Monday, March 24, 2008

Democratic Coalition Analysis

 Jerome Armstrong at MyDD is misreading my argument that Clinton's demographic base is about maxed out. I wrote:

Clinton's demographic base within the Democratic Party is facing a much weaker version of the shrinking core demographic problem that the Republicans are facing. With the exception of her strong support among Hispanic voters, her coalition is maxed-out. [emphasis added for this post]

Jerome argues something that I am not quite sure as to what he is responding to as I am arguing that there is not a whole lot space for the Clinton coalition to grow and he is arguing that it is a large base. Two very different points.

calling Clinton's base "shrinking" while she's energized the biggest bloc of growing voters in Latinos, and increased the turnout of women to about 60 percent on average of the total vote, seems very odd

Clinton's base is older, more female, more white, more Hispanic, less black, less 'Creative Class' and more likely to self-identify as Democrats than the entire Democratic primary electorate. Hillary Clinton currently has support of roughly 45% of the party, Barrack Obama has the support of 45% of the party and 10% don't know or are floating between candidates.

So what are the trends moving forward and where is there room for Clinton's coalition to expand to fifty percent of the party in 2012? That is the question that I am asking and not the one that Jerome is responding to. We both agree that Hillary Clinton has done an excellent job of mobilizing her core support demographics. The question is where are those demographics in four years. The data will be pulled from the Open Left composite primary exit poll.

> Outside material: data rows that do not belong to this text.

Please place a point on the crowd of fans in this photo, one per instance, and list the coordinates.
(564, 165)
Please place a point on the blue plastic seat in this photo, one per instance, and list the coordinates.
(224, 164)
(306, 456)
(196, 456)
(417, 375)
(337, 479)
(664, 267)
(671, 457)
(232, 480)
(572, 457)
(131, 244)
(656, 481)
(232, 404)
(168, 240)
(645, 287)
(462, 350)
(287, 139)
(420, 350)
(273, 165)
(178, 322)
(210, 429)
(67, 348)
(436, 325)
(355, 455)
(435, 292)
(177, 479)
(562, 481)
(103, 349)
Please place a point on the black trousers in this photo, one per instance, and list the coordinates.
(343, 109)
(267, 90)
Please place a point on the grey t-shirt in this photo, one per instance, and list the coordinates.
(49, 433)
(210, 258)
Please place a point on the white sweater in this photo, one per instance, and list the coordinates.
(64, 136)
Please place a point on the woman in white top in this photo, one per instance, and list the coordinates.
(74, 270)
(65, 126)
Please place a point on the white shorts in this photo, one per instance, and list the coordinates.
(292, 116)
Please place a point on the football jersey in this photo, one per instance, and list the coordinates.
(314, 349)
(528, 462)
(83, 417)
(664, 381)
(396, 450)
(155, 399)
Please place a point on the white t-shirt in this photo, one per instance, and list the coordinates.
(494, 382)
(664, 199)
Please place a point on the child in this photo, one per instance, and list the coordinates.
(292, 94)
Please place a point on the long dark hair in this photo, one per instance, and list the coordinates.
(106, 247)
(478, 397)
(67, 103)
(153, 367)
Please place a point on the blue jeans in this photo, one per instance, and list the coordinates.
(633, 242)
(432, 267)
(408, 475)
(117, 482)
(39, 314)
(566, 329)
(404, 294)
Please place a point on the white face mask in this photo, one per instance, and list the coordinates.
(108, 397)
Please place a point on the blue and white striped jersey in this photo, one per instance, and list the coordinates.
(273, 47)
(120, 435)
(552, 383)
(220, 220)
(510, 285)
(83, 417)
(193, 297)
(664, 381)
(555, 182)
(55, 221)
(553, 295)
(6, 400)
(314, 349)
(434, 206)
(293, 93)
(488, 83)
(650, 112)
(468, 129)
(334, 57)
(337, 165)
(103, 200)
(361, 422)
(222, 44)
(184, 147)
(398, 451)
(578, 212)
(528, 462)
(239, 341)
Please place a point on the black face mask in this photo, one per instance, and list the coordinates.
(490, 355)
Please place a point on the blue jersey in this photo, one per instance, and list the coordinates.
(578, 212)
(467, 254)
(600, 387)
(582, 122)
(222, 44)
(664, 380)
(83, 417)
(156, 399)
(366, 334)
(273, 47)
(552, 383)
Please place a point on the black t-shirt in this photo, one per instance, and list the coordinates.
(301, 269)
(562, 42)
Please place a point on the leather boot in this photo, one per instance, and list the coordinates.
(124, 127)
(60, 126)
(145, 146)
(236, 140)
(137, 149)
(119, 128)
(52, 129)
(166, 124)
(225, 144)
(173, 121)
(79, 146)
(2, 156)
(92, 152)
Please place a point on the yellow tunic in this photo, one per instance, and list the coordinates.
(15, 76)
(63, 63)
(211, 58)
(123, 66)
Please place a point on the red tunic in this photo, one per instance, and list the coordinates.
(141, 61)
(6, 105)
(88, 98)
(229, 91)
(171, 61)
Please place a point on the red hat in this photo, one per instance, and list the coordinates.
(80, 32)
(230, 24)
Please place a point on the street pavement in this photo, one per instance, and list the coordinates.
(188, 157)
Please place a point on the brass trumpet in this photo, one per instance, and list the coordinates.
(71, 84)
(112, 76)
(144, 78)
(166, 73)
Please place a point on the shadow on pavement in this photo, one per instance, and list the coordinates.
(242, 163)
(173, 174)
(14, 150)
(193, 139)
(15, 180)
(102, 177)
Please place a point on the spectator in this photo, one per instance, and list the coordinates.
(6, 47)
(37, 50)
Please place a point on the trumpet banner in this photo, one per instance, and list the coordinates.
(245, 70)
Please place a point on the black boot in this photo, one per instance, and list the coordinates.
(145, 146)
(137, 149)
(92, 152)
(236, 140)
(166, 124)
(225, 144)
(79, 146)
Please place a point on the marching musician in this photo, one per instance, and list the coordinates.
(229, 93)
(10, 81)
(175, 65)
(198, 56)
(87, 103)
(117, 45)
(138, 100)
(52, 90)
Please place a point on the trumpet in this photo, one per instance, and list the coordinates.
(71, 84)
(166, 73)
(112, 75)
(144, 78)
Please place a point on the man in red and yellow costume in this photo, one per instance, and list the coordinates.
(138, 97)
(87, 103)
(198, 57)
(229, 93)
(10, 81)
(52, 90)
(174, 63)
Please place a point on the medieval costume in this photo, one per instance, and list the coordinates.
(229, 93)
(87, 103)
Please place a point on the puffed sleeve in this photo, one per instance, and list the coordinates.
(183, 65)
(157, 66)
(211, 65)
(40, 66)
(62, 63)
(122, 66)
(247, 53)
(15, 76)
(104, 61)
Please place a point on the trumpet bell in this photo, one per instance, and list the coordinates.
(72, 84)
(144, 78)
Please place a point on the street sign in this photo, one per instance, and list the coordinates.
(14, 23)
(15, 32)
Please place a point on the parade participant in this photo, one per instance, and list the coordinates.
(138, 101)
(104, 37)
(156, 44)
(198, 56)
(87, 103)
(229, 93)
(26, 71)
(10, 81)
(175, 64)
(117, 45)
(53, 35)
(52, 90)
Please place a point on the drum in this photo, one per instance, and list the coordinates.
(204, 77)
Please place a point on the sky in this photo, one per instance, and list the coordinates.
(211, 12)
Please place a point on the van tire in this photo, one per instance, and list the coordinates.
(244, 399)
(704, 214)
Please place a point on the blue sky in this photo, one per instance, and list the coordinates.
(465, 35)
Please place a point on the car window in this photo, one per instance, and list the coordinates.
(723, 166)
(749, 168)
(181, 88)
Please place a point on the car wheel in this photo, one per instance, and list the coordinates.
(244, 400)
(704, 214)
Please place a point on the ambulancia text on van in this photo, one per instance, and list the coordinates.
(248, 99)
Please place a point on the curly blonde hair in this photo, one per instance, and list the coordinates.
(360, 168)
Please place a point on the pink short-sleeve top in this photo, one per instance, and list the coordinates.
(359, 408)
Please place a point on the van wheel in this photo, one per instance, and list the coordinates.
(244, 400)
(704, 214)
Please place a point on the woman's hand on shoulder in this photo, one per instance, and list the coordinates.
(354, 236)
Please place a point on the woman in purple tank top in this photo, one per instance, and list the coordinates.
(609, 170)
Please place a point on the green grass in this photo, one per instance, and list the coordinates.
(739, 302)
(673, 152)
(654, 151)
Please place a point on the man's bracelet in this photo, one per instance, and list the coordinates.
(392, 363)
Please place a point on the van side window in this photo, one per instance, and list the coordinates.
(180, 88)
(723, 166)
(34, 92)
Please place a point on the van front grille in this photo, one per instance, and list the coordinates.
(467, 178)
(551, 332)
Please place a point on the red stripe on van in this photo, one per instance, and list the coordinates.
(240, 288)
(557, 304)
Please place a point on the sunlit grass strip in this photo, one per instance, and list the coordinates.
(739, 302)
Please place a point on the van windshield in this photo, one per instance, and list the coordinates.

The Democratic Party is getting less white every year. This means for Clinton to expand upon the net margin provided by her winning the white vote 50:42 she would need to add several additional points just to stay even as the white slice of the Democratic pie has gotten smaller. She may be able to reduce the net margin in 2012 within the African American vote but given the premise of the scenario is a murder-suicide pact to take down Obama, or at least the perception thereof, this would be difficult. She is winning the Latino vote by large margins, so it would be difficult for her to increase her margins here. However if she holds her margin steady, she picks up a net point or two due to changes in Democratic Party composition.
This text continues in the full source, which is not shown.